Most muesli muffins start with a mixture of muesli whole grains and some kind of flour. White flour usually produces light, fluffy muffins, but wheat, oat, and nut flours usually provide more nutrients. Other dry ingredients, like sugar or sugar substitute, dried fruit, baking soda, and a pinch of salt are also added to this whole grain mixture.

All kinds of dried fruit, from traditional raisins and currants to apples, berries and dates, may be added to muesli muffins. Cooks looking for inspiration might look at a few muesli recipes. Almost any fruits or grains in those recipes should work well as part of a muffin. Freeze-dried wheat germ, ground flax, and spices like cinnamon and nutmeg also work well in muesli muffins. Respectively, these ingredients add fiber, healthy fats, and a touch of extra sweetness.


Many muesli muffin recipes come together much like traditional muffins. The liquid is added to the dry ingredients, along with fats like yogurt, butter, or oil.
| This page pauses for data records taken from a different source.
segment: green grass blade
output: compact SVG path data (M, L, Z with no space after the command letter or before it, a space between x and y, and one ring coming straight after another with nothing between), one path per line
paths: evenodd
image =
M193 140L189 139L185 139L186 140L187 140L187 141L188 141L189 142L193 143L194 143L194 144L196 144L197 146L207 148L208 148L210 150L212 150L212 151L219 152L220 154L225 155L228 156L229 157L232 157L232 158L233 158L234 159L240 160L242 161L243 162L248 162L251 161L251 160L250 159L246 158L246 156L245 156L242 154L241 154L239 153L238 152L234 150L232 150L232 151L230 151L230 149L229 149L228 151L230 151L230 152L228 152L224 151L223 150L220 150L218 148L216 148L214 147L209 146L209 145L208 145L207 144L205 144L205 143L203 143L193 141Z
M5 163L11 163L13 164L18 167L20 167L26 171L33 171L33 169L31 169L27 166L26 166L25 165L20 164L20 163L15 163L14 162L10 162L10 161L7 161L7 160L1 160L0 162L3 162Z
The batter is then poured into muffin tins and baked until the pastries are set in the center. Some cooks like to change up this recipe by soaking the muesli mixture first, much as they would if eating it as a cereal. Muesli is most often soaked in milk or fruit juice, but cooks may create exotic flavors by using cooled herbal tea or coffee.
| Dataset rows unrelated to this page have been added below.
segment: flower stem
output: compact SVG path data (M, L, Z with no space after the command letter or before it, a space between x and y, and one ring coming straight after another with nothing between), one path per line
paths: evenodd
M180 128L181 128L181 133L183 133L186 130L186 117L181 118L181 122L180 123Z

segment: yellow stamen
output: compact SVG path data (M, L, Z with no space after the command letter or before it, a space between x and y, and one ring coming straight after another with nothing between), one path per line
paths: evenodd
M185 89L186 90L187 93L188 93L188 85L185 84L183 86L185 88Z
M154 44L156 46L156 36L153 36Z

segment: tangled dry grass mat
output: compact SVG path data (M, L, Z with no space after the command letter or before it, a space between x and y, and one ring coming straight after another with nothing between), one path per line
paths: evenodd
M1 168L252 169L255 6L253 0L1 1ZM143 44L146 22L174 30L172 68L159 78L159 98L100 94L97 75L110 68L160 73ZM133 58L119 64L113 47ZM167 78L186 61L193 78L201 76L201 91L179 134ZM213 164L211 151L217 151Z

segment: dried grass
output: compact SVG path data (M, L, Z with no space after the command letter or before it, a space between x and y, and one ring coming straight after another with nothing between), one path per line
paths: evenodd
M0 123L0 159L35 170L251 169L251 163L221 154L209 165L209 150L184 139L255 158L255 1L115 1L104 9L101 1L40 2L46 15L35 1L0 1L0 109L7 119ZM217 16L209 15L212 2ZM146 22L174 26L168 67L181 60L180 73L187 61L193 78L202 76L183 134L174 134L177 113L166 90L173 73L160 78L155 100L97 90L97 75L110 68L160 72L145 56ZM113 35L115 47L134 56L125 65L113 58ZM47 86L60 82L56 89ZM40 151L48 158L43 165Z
The muesli muffin mixture should typically soak for 12 to 24 hours, until the liquid is completely absorbed. After that, the cook need only add in the flour, baking soda, sweetener, and fresh or dried fruit. Soaked muesli may not require fats to keep them moist and tasty, since the starches brought out by soaking may be enough.

Cooks should gauge whether or not fats are necessary by gently stirring the batter. Batter that is smooth and thick, but not gummy or runny, should make very tasty muffins. Gummy batter can generally be thinned with additional soaking liquid. Using additional liquid, rather than fat, helps keep muesli muffins figure-friendly and healthy. Once baked, these muffins should be kept in an airtight container in the refrigerator to keep them moist.